El mayor riesgo contra la libertad no es que uno se la deje quitar, sino perder el aprecio por ella
Si nos tornamos a lo cotidiano, podemos asistir al espectáculo de lo que nuestras prioridades ponen por delante de nuestra misma libertad. Y digo bien cuando referencio espectáculo, pues podemos descubrir un Lenin en potencia en muchas de nuestras elecciones a la hora de situar nuestras prioridades. El dominico Adrien Candiard ha tratado la cuestión en su libro La libertad cristiana, en donde partiendo de la carta de San Pablo a Filemón –un texto poco comentado– pone de relieve la delicadeza de San Pablo a la hora de abordar la libertad de Filemón. La temática de la carta es sencilla. Filemón tenía un esclavo, Onésimo, que se fugó y que terminó encontrándose con San Pablo, llegándose a bautizar. Onésimo es un `sin papeles´ acosado por los peligros propios de ser un esclavo fugado, y su seguridad jurídica está en volver a casa de Filemón. San Pablo envía a Onésimo a Filemón «como un hermano», pidiendo para él que se le dispense un trato justo «apelando a tu caridad».
Podríamos pensar que San Pablo, en aras de una buena causa, debía haber exigido a Filemón la libertad inmediata de Onésimo, pues para un cristiano es indigno retener a sus semejantes como esclavos. Probablemente, Filemón hubiese obedecido sin más, pero San Pablo no hubiese respetado la libertad de Filemón, que habría liberado a Onésimo no tanto por una elección, sino cediendo por otros motivos.

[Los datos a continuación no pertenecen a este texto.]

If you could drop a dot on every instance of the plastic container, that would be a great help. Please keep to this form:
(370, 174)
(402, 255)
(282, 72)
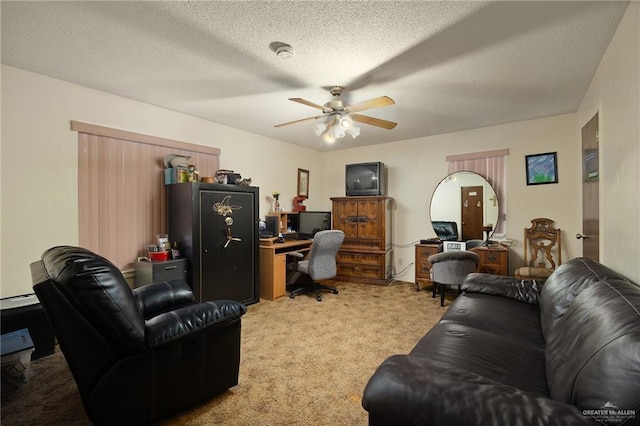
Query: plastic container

Justificaríamos el proceder de San Pablo, pues los profundos cambios que la doctrina de Cristo podía ofrecer al mundo eran mucho más relevantes que la conciencia errónea de un individual. San Pablo bien habría podido decir en este caso «Libertad, ¿para qué?», y sentirse justificado por la bondad de la causa que defendía. La tesis de Candiard va precisamente en esta línea: una buena causa nunca es razón suficiente para no respetar la conciencia del otro. De tal modo que la libertad de Onésimo queda íntimamente unida a la libertad de Filemón, el derecho inalienable de ser libre de Onésimo al derecho inalienable de la libertad de conciencia de Filemón.
Bernanos alertaba del peligro del desprecio de esa libertad individual ante las grandes conquistas. Grandes conquistas que, bajo capa de igualdad total, solo pueden ofrecerse a sociedades desmemorizadas del sentido de su propia libertad, sociedades instaladas en la servidumbre del legislador. No es descabellado afirmar desde esta tesis que la libertad de conciencia frente a los llamados derechos ampliados es la afirmación sana y necesaria de que es mucho mejor que el hombre sea libre a que sea titular nominal de un sinfín de derechos.